Marching in the future

Phyllis Greenberg Heideman (photo credit: Courtesy)
Phyllis Greenberg Heideman
(photo credit: Courtesy)
As thousands of participants from around the globe embark on the 29th International March of the Living and gather in Poland to remember our ancestors who perished and pay tribute to those who survived, we shall once again be reminded of our Jewish past, its relevance and impact on the present, and its importance to the future.
This journey through time has left an indelible mark on the lives of the 250,000 alumni that the March of the Living is proud to have educated over the three decades since its inception.
Participants have had the meaningful experience of marching alongside their peers and alongside educators, survivors, liberators and dignitaries from diverse groups, peoples and backgrounds.
Even as we prepare to depart for the 2017 International March of the Living, we naturally cannot help but anticipate 2018, when we will celebrate our 30th anniversary, a true milestone for any organization.
We continually turn our thoughts to the importance of Holocaust education, legacy and memory and recognize our responsibility to ponder a future with no eyewitnesses to the horrors perpetrated on the Jewish people. For these past 70-plus years, our survivors have passed the torch of memory on to the next generation through the relaying of heartfelt memories, family stories and detailed descriptions of daily life, personal histories, haunting individual experiences and shared communal suffering.

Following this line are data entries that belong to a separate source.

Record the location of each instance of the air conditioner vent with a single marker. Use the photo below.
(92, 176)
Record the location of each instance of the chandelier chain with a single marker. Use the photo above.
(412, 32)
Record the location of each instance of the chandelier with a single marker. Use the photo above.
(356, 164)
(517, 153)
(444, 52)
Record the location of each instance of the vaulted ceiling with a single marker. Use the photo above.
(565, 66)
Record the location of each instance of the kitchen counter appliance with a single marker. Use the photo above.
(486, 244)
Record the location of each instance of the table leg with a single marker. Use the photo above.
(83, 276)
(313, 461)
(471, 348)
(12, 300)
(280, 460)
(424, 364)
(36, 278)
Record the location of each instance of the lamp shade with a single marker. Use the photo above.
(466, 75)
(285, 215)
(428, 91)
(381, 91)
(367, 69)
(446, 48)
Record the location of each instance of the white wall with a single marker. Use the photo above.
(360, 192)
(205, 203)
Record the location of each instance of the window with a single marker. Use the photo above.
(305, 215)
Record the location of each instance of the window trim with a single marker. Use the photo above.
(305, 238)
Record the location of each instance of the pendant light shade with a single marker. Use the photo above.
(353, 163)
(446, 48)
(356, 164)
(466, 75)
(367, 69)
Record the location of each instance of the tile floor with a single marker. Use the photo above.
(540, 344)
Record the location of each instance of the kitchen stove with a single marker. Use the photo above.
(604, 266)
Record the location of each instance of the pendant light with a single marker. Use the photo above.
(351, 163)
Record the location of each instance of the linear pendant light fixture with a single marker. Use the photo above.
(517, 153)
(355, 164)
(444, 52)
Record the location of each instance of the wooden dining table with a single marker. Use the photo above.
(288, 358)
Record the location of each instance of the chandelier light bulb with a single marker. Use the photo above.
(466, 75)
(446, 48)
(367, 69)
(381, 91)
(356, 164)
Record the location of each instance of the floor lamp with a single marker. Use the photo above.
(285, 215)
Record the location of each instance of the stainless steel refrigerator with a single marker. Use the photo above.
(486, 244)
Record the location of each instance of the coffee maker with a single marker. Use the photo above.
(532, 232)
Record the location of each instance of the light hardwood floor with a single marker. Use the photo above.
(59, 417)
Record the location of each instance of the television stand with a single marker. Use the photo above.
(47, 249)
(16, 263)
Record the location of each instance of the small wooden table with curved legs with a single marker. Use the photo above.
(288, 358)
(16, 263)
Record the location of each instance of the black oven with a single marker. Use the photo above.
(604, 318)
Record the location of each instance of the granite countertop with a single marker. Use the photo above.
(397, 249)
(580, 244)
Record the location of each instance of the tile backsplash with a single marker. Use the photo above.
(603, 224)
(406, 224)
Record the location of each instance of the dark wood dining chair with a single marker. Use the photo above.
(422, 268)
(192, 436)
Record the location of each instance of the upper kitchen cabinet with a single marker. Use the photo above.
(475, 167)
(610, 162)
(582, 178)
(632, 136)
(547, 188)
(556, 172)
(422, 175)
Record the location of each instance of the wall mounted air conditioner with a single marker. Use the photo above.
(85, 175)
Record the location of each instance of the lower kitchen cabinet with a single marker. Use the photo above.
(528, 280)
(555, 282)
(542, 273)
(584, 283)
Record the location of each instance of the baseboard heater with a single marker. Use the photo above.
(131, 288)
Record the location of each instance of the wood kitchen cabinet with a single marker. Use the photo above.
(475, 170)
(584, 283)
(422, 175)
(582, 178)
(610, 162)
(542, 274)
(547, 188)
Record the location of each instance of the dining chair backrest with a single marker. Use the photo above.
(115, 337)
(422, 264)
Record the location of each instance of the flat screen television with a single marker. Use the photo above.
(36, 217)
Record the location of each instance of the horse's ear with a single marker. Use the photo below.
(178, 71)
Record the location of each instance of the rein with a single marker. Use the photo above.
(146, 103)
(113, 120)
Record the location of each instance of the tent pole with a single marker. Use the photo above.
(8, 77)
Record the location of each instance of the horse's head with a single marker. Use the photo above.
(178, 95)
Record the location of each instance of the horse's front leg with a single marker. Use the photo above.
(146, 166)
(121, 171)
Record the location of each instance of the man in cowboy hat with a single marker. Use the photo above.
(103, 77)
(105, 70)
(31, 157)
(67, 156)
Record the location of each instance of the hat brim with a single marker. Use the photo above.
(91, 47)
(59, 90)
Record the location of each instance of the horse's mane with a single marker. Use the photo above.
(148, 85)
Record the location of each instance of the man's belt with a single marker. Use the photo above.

It is with profound appreciation for the firsthand testimony that Holocaust survivors have provided to the world that we must now prepare to carry their torch of memory without them. We, the generations who have benefited from their presence in our lives, must dedicate ourselves to serving as witnesses for the witnesses. We must dedicate ourselves to continuing the promise to always remember and never forget.
This task will not be easy. But it is one we must undertake: for the sake of those who perished, for the sake of those who survived against all odds, and for the sake of future generations in whom we must imbue a sense of remembering the past as an important link to protecting the future.
A people that forsakes its memory is a people that forsakes its heart.
As we prepare to face the future, the importance of educating our next generations on the events of the past which have dramatic and continuing influence on our lives remains crystal clear. For as we are taught, “It is not incumbent upon us to complete the task, but neither are we free to desist from it.”
The March of the Living is committed to pursuing innovative methods to impart the information necessary to engage future generations in efforts to help ensure a bright future for humankind.
As an organization, we remain committed to educating our educators through initiatives designed to impart the lessons of our past without the presence of the survivors themselves but through the use of their previously recorded words and testimonies.
Toward that end, we recognize the importance of the second and third generation of Holocaust survivors as storytellers and purveyors of historic information.
The chain of memory of the honest and historic experience of parents and grandparents lies directly in the hands of those who received testimony from the witnesses themselves.
However, the transmission of memory becomes the responsibility of the greater community as well. It is imperative that as a world community, the Jewish people accept the role of keeping alive the history of those who came before us, how they lived and how they died.
When the last survivor is no longer with us, it is we – the successors of the past and messengers of the future – who must carry the torch of our heritage. It is we, the Jewish people as a whole, who must – as we are commanded in the Passover Haggada – tell and retell the story.
And we must do so to pass the legacy and lessons of the past on to the next generation so that they are educated, enlightened and engaged in preserving and protecting memory.
We hope you will join our mission, our passion and our program to keep the lessons of the past alive today.
It is with the future in mind and in the spirit of continuity that, on behalf of the board of directors, I personally invite each of you to join us on the 2018 International March of the Living.
We promise you experiences you will never forget and memories you will long remember.
Phyllis Greenberg Heideman is the President of International March of the Living.